The quarterly results were in line with guidance the company issued at its July 15 investor presentation. On that day, Live Nation warned of lower ticket sales, especially for concerts, for the first half of the year. The news sent Live Nation's stock into a tailspin, losing 21% over two days. But it has regained some of those losses. Live Nation shares closed at $9.46 on Thursday, down 2.7% but well above the low of $8.44 that followed the investor presentation.

In the second quarter, concert revenue dropped 7.1% to $860 million based on lower attendance and lower revenue per ticket. Artist Nation fell 17.5% to $89 million because of the timing of artist tours (this will happen when some artists, like Kenny Chesney, aren't on the road this summer). Ticketing fell 14.3% to $264 million due primarily to a 16.8% drop in concert tickets unit sales. And e-commerce sank 10.4% to $19 million.

Ticket sales at North American amphitheaters were down 14% (down 12% for the half year). And concerts were down 16% and arts were down 21%.

Notes from the Q&A:

-- The drop in ticket sales is hitting all segments of the market, according to Live Nation CEO Michael Rapino. "The bottom line across all business, whether it's a club or an amphitheater, was fewer tickets per show. At the end of the day it's mostly driven along bigger shows. That has the bigger EBITDA effect.
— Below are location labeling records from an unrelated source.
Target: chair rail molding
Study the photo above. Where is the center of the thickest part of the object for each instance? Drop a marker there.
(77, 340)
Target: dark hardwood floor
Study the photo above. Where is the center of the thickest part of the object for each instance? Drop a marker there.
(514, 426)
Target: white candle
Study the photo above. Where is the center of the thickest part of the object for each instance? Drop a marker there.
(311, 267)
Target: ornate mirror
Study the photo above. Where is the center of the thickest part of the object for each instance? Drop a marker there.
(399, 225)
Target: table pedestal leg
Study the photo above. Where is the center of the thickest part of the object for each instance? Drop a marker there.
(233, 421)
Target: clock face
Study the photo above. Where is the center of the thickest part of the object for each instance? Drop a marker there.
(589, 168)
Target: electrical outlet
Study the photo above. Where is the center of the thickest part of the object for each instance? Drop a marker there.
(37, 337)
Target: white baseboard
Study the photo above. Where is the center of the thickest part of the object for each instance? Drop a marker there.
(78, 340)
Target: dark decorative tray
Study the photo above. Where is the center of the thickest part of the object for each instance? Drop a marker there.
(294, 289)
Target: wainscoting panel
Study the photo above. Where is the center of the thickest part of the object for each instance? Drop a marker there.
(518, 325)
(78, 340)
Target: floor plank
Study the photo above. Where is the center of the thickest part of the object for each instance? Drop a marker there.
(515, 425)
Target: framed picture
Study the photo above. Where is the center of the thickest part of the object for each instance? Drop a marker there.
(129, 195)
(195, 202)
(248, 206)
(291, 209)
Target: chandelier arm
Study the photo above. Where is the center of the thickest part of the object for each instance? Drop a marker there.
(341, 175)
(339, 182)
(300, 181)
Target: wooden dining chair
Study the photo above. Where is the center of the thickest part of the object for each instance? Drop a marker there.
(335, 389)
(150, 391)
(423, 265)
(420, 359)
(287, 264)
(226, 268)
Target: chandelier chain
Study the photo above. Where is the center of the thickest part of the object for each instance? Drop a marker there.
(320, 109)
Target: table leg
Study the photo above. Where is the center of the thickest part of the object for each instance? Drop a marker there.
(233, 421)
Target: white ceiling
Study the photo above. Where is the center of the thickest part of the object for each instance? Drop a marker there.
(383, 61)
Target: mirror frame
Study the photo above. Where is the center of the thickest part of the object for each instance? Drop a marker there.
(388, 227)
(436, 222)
But as you can tell from Ticketmaster's industry number, for them to be down 15-16% across an industry, that would tell you it would have to hit all segments of the industry," he said.
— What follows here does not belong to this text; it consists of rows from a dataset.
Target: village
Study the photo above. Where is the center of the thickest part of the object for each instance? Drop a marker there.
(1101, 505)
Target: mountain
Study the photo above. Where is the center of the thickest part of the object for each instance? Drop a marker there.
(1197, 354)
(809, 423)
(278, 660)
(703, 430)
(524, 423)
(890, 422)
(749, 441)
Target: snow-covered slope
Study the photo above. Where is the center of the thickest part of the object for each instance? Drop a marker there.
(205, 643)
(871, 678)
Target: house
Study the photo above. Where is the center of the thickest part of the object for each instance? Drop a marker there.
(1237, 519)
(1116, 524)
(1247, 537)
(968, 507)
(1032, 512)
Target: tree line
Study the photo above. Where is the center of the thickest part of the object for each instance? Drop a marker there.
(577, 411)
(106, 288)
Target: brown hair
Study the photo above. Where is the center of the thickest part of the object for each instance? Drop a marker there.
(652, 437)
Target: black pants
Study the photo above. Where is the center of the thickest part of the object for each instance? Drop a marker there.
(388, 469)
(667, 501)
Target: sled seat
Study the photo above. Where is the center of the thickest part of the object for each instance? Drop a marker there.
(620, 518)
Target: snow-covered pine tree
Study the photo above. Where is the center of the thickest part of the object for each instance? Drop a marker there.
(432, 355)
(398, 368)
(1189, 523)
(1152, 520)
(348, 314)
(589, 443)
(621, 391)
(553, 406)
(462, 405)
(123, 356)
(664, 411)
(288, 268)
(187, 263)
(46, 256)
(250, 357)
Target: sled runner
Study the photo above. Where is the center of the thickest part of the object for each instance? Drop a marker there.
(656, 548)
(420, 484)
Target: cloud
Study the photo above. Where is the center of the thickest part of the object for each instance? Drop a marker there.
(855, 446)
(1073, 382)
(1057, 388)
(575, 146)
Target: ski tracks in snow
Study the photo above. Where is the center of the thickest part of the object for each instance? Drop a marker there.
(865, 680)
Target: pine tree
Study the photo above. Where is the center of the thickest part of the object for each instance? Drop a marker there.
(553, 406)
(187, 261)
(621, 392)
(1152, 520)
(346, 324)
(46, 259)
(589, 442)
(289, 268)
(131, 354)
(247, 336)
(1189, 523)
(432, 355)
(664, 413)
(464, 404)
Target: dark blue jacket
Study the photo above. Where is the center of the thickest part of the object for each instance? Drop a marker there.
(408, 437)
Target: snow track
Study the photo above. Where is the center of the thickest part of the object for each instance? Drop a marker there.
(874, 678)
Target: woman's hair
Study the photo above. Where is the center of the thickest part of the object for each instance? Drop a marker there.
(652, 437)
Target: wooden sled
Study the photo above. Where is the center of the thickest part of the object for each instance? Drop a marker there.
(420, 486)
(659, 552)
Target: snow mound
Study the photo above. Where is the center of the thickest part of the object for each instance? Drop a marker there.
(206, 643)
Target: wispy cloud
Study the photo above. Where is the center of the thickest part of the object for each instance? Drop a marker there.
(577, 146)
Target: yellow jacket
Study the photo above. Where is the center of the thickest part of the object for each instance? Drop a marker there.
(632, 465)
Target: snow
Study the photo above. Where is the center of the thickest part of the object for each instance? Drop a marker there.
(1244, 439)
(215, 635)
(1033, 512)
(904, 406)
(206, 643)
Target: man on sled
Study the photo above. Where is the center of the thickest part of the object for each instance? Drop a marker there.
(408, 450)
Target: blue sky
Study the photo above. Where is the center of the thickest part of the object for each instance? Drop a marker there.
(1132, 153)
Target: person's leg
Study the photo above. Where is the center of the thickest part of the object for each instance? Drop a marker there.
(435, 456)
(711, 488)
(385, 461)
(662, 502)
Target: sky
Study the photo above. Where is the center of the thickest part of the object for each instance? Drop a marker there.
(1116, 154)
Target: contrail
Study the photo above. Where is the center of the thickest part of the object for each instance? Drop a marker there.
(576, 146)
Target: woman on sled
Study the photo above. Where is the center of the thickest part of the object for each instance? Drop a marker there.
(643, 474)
-- As he did on July 15, Rapino warned that the second half to 2010 could be slow. "Show count is not the problem ... Where we're feeling the softness would be the quality of the show count. We don't have a sizable, big lineup this Q3 and Q4 of 'A' artists and arenas that really drive the AOI. So I'd say the whole in the marketplace now -- in Q4 more than Q3 -- is some superstars that are going on the road to help push it you the edge," he said.

-- But if the artist is not touring in Q3 or Q4, Live Nation says they will tour in 2011 and tickets will be better priced. "We're confident the line-up will be strong," Rapino said. The industry has "read the tea leaves," he added, and will be smarter in buying and pricing talent. "They're not going to stop touring," added executive chairman Irving Azoff. "They're going to tour smarter ... There are no artists who don't want to charge less for tickets."

-- Once fans are actually in a venue, they are spending about the same amount of money. Per-head North American ancillary revenue was $18.59 during Q2 compared to $18.46 last year.